Era pra se chamar Elizeth. O escrivão dormiu no ponto. Virou Lizietia. Na certidão de nascimento, Lizietia Carmem Siqueira Rodrigues, lavrada há exatos 48 anos, idade que comemorou na semana que passou. Moradora da favela de Vigário Geral, no Rio de Janeiro, onde nasceu e foi criada, Lizietia é uma figura querida e carimbada em toda a comunidade, tanto por nunca ter abandonado o hábito de usar chupeta, que lhe rendeu o apelido que a eterniza, Chupetinha, como também por ser a cozinheira mais famosa da região.

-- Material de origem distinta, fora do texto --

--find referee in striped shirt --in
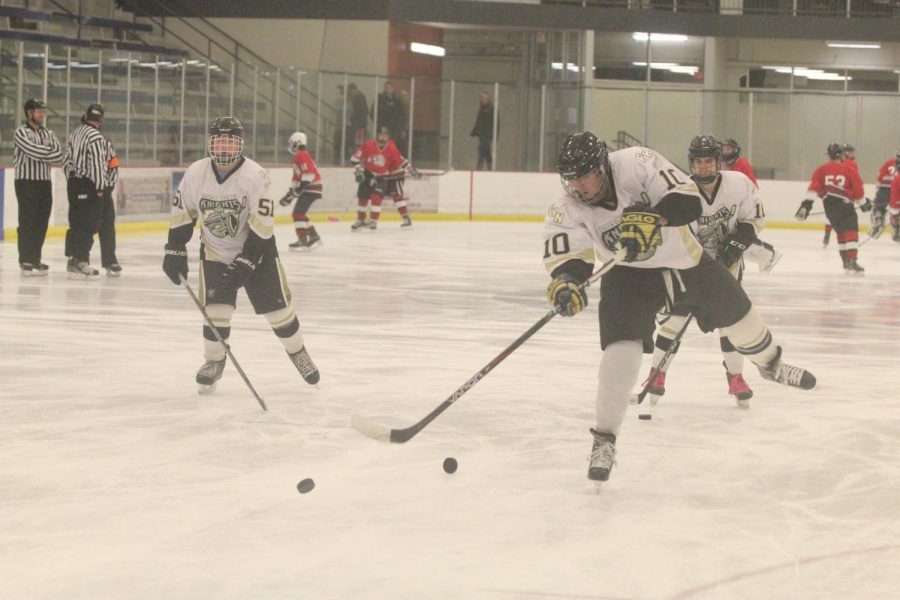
[13,98,63,276]
[63,103,114,279]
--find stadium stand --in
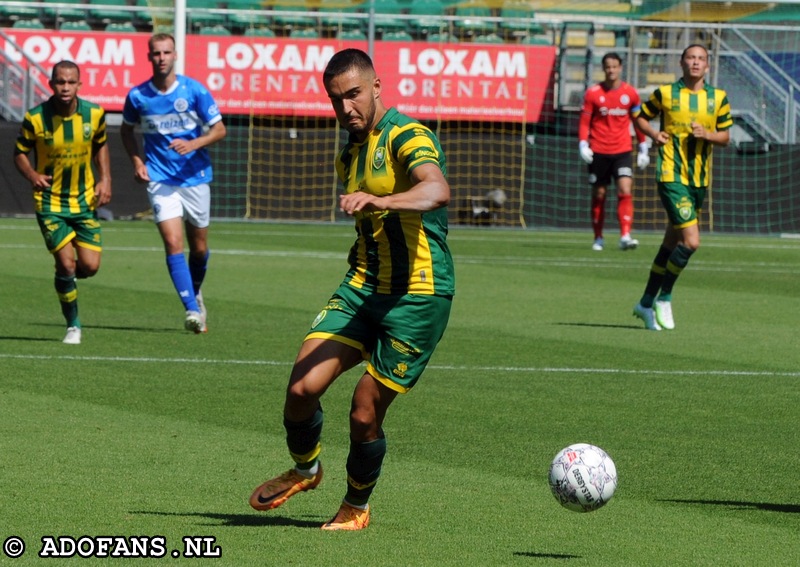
[42,0,88,25]
[454,1,496,38]
[58,20,92,31]
[88,0,133,25]
[11,18,46,30]
[226,0,272,33]
[408,0,447,37]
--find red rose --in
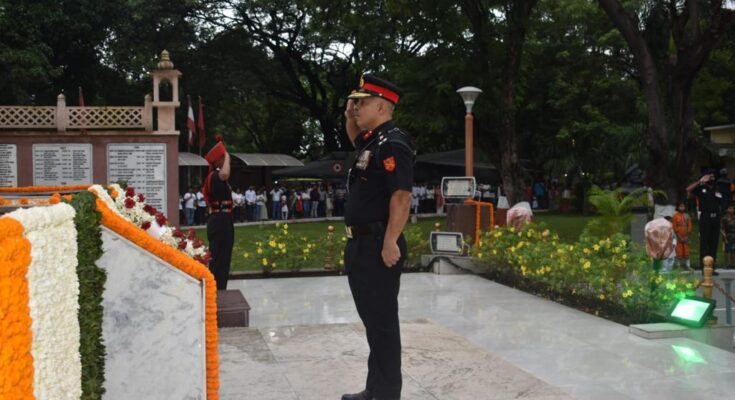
[156,213,166,226]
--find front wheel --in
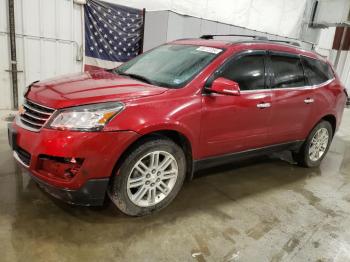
[108,138,186,216]
[293,121,333,167]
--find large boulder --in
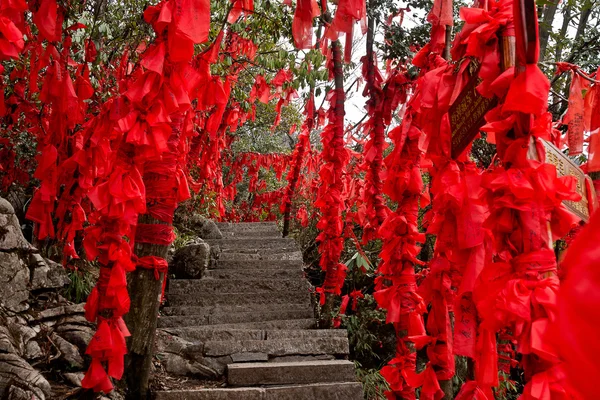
[174,208,223,239]
[0,198,88,400]
[0,353,50,400]
[169,239,210,279]
[0,197,34,252]
[29,253,71,290]
[0,251,29,312]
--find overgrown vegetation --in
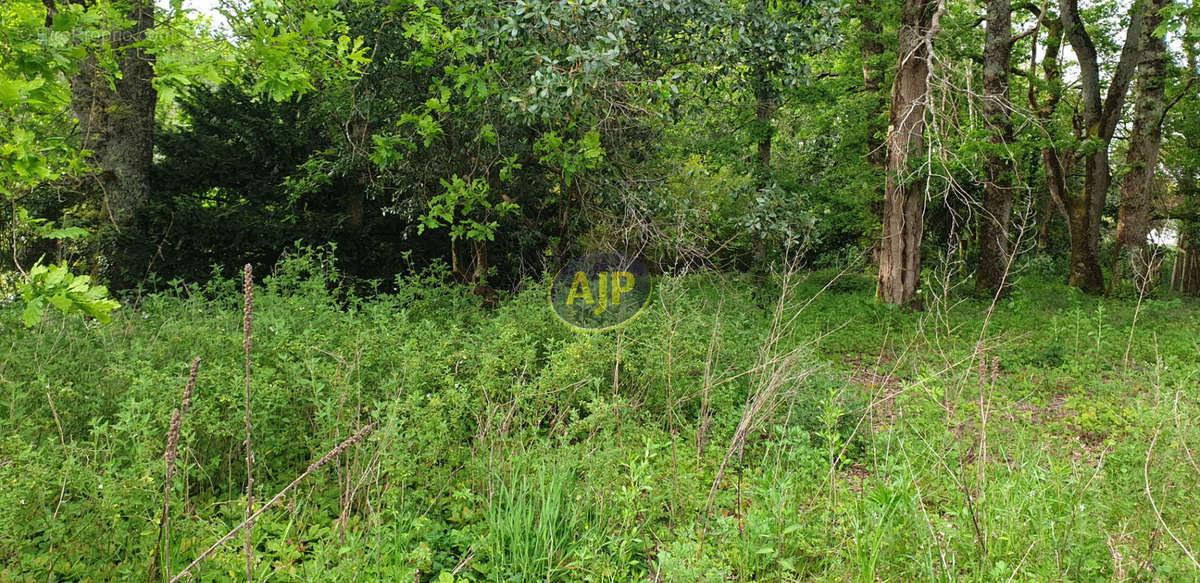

Chef de cozinha diplomada em junho de 2008 pelo SENAC, mantém há 12 anos na rua Paris o restaurante Pensão da Chupetinha que, além dos fregueses locais, já forrou o estômago de famosos como o músico escocês David Byrne (fundador da banda Talking Heads), o rapper Gabriel O Pensador, o jornalista Pedro Bial e a empresária Flora Gil. No cardápio, especialidades caseiras como feijão preto com arroz e farofa, frango à mineira, costelinha de porco e peixe à milanesa. “Tenho dois carros-chefe: a carne assada, que doro na cebola, e o creme fica parecendo molho madeira; e o bobó à mineira que, em vez de camarão, tem salgados e creme de aipim. É uma invenção minha. Menino, é um sucesso! Apresentei até no programa da Ana Maria Braga”, relatou ao Blog Zonas de Conflito.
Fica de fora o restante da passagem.